Code is a Liability

The most valuable conversations I have with product leaders are the ones where I fire myself. Sometimes the best solution is not writing more code.

Writing code comes with tradeoffs worth considering before starting a new initiative. All code, even perfect code, requires maintenance. Maintenance includes more than repairs when needed. It also includes hosting the code and reacting to change in others.

Once the code is written, it has to live and run somewhere. Typically, the source will live on a version control platform like Github, and either run on local desktops, on a dedicated server, or a cloud service such as AWS.

If the code interacts with any other piece of software, which almost all software does, you have an increased surface area of risk. Let’s say you integrate your internal software with your email service. What if that service changes their API, or their servers go down, or they go out of business? What if your company decides to switch services? In all of these cases, you’ll incur a maintenance cost.

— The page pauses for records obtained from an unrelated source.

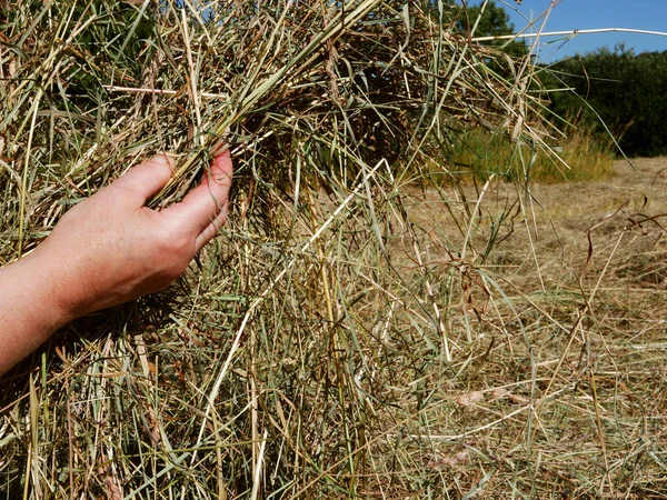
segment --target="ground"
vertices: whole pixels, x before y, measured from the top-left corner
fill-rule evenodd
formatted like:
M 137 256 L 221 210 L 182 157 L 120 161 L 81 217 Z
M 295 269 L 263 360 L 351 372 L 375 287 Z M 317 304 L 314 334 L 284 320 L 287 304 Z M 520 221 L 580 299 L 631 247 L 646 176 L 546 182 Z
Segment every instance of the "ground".
M 452 370 L 428 371 L 411 437 L 451 498 L 665 498 L 667 160 L 529 192 L 512 204 L 516 187 L 491 182 L 411 199 L 435 294 L 447 269 L 462 276 L 461 303 L 436 300 Z M 446 249 L 475 231 L 446 197 L 476 213 L 464 257 Z

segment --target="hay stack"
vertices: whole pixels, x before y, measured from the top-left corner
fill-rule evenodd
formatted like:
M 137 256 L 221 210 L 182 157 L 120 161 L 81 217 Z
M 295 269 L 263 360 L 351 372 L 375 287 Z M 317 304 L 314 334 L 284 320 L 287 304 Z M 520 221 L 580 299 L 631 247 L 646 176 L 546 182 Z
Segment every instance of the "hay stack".
M 420 491 L 388 438 L 408 424 L 396 408 L 466 333 L 441 317 L 446 286 L 401 197 L 431 159 L 452 174 L 451 128 L 535 133 L 530 67 L 470 44 L 441 2 L 14 3 L 0 10 L 0 263 L 156 151 L 179 154 L 156 207 L 217 148 L 237 173 L 229 227 L 169 293 L 74 322 L 4 378 L 0 490 Z M 398 237 L 417 278 L 398 272 Z

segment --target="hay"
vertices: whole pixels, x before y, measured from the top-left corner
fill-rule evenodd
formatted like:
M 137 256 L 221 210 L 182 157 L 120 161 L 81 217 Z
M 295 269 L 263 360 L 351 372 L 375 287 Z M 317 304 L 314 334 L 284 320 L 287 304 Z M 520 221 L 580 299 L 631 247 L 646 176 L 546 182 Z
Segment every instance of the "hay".
M 156 151 L 179 157 L 157 208 L 211 151 L 231 148 L 237 173 L 230 224 L 169 292 L 76 321 L 2 379 L 7 498 L 501 497 L 607 480 L 601 459 L 579 484 L 559 466 L 537 479 L 540 440 L 558 440 L 537 431 L 549 398 L 578 389 L 540 371 L 535 332 L 567 344 L 580 296 L 549 310 L 515 293 L 495 246 L 531 199 L 519 187 L 487 212 L 504 188 L 464 188 L 448 163 L 472 124 L 547 139 L 529 60 L 471 44 L 437 2 L 16 3 L 0 10 L 1 263 Z M 427 203 L 446 220 L 421 219 Z M 604 436 L 605 416 L 585 414 Z

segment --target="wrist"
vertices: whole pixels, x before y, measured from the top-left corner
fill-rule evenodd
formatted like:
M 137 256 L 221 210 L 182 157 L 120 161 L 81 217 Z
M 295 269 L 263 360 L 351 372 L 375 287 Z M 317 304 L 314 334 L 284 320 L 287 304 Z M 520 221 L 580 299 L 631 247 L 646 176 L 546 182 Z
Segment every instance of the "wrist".
M 48 254 L 37 249 L 14 266 L 26 277 L 24 283 L 33 297 L 43 328 L 56 331 L 81 316 L 78 312 L 79 301 L 72 293 L 71 279 Z

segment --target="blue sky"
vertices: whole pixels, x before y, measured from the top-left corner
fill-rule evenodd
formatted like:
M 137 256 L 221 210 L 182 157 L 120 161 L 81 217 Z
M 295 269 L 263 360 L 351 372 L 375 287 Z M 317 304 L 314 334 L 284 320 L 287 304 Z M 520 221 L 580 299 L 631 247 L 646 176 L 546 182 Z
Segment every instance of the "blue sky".
M 528 24 L 527 19 L 536 19 L 545 12 L 550 0 L 522 0 L 517 6 L 512 0 L 504 4 L 511 22 L 518 31 Z M 512 10 L 512 9 L 516 9 Z M 521 16 L 522 14 L 522 16 Z M 561 0 L 547 20 L 546 31 L 564 31 L 597 28 L 633 28 L 667 32 L 667 0 Z M 545 43 L 547 40 L 554 43 Z M 551 61 L 575 53 L 586 53 L 598 47 L 614 47 L 625 42 L 636 53 L 667 50 L 667 37 L 634 33 L 579 34 L 566 41 L 560 38 L 545 38 L 540 44 L 540 60 Z

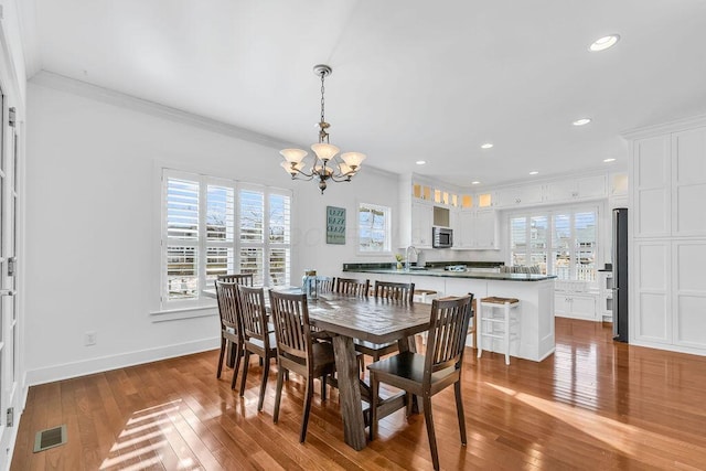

If debugging is the process of removing software bugs, then programming must be the process of putting them in.

Edsger W. Dijkstra

If this new code is a new feature that your clients use, then there is also an inherent customer support cost as well. This goes both with answering questions, but all the “give a mouse a cookie” effect new features can take on. If you can integrate with one email service, why not all of them?

If Not Code Then What?

All this is not to say you should never write code. Instead, you should consider that new development is one tactic in your arsenal out of many. What are some others? Instead, consider using off-the-shelf services. For example, building your own marketing automation solution on top of AWS SES vs. using an off-the-shelf solution like ConvertKit. Then, you can compare the monthly or annual cost of a service with the maintenance and development cost of building it yourself.